It seems it should go without saying: If you have Kevin Durant and Kyrie Irving on a team, that franchise is thinking rings and banners. The Brooklyn Nets are healthy and thinking championship.
Please don’t take my word for it, here is what new Nets coach Steve Nash said in a town hall on Tuesday (hat tip Tim Bontemps of ESPN).
“We’re playing for a championship. I don’t want to say that anything less than a championship is not a success because you never know what happens in life, you never know the way the ball bounces. Fortune is a big part of winning an NBA championship. But we are playing for a championship and we’re going to build accordingly.
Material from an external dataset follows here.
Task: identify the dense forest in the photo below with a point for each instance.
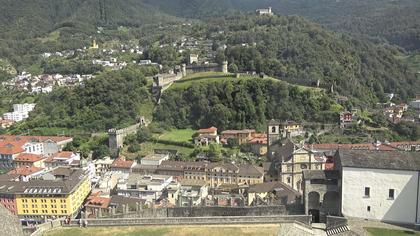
(242, 104)
(395, 21)
(296, 50)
We’re going to frame everything we do in the lens of, ‘Is this a championship characteristic?’ or ‘Is this worth championship quality?’”
Brooklyn is one of the championship favorites and has good odds to come out of the East, but there are a lot of questions for Nash, his players, and the franchise still to answer. First, what will the roster look like? Will the Nets’ re-sign Joe Harris? Will Brooklyn make a trade for a third star (such as Victor Oladipo)?
Beyond that, how healthy are Durant and Irving, and are they back to their elite levels of play? How will the role players adapt to having those two stars in the mix for what had been a selfless, sum-is-greater-than-the-parts team? Can Steve Nash coach?
Nash said he’s not exactly sure what this team will look like on the court, but he is flexible to what that will ultimately look like.
“It’s all sort of to be determined, and I definitely don’t wanna come in with too many hard-and-fast concepts and designs. I’d much rather come in with principles with ideas that allow our players to collaborate with us and allow their personalities and the dynamic between them and the chemistry to have a role in how it evolves. People talk about the Phoenix teams I played on, and this sort of revolutionary tone of how it impacted the game, but the truth be told, Mike D’Antoni’s brilliance in much of that was he allowed it to evolve instead of getting in the way.”
Nash will try and stay out of the way, but will that be enough to get Brooklyn a championship?